In Westminster whips hand out to their party colleagues the agenda of the following week’s parliamentary business highlighting the expected ‘divisions’ or votes expected that week.

Not all votes are equally important. The ranking of the importance for the party is illustrated simply by how many times the agenda item is underlined. One line and the vote is considered of average importance. Two lines and you know everyone is watching. Three lines and you know that voting against party instructions will have severe consequences.

Obviously when government majorities are small, you’re likelier to find voting items underlined three times – ‘three line whips’ as they are called in the lingo. Small majority governments are less stable and more dependent on their MPs for survival first and to push through their agenda second.

The punishment for defying the whip, especially a three line whip, is not automatic but depending on the gravity usually involves suspension – in extreme cases permanent withdrawal – of the whip.

It is one of the ironies of the terminology that it is when an MP is naughty that the whip is withdrawn.

But we know what that means. An MP is delisted from the parliamentary party, excluded from its meetings, and disowned by their comrades. At least for a while. If the MP’s rebellion has not gone too far to ever be forgotten or forgiven, reconciliation may ensue and a common front rebuilt.

Has Edwin Vassallo gone too far?

A rebellion is a rebellion and cannot go unremarked. If the party cannot exercise its whip on its MPs, then it simply is not a party and it does not serve a useful constitutional purpose except as a marketing agency in election time.

All the talk going round that a political party is undemocratic and is suppressing freedom for giving instructions to the parliamentary group on how to vote is disingenuous rhetoric or a betrayal of complete ignorance of the workings of parliamentary democracies.

Tonio Fenech will not have lasted long as Finance Minister if his party’s MPs where not whipped into supporting his budgets irrespective of whatever personal misgivings they may have had. A democracy cannot function without party discipline and cohesion.

But a back-bench rebellion of a government MP against his Finance Minister’s budget is defiance of a three line whip. The rebellion of a sole Opposition MP on a law enjoying cross-party support on grounds – as spurious as they may seem to the rest of us – of conscience and on a matter of controversy is an entirely different matter.

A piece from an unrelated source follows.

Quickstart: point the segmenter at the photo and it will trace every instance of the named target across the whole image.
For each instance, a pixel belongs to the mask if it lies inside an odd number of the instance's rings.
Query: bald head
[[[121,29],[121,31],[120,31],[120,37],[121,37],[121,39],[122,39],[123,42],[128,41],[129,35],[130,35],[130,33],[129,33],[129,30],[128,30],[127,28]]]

Edwin Vassallo is not alone in holding the views he holds. Though I do not share them, I feel some measure of dissent on a matter of this nature is actually more becoming of a functioning democracy than the image of unanimity that is democratically speaking rather unlikely, and certainly an innacurate reflection of the people’s mood.

I am not arguing that Vassallo’s rebellion was not an offence against parliamentary and party rules. It was. He is likely to be the first to admit he’s guilty as charged.

I think his punishment, however, should take into account mitigating circumstances that explain his behaviour if not justify it. There also is no reason to doubt Vassallo’s broad commitment to the PN and to his colleagues in Parliament on the basis of this isolated episode.

He is not a hero. But he is not the villain the gloaters out there are painting him as. After all it is not likely that they’re really after Vassallo’s head. What they’re looking for is the PN’s blood, and the gangrenous infection of an unnecessary amputation. Their thirst should go unquenched.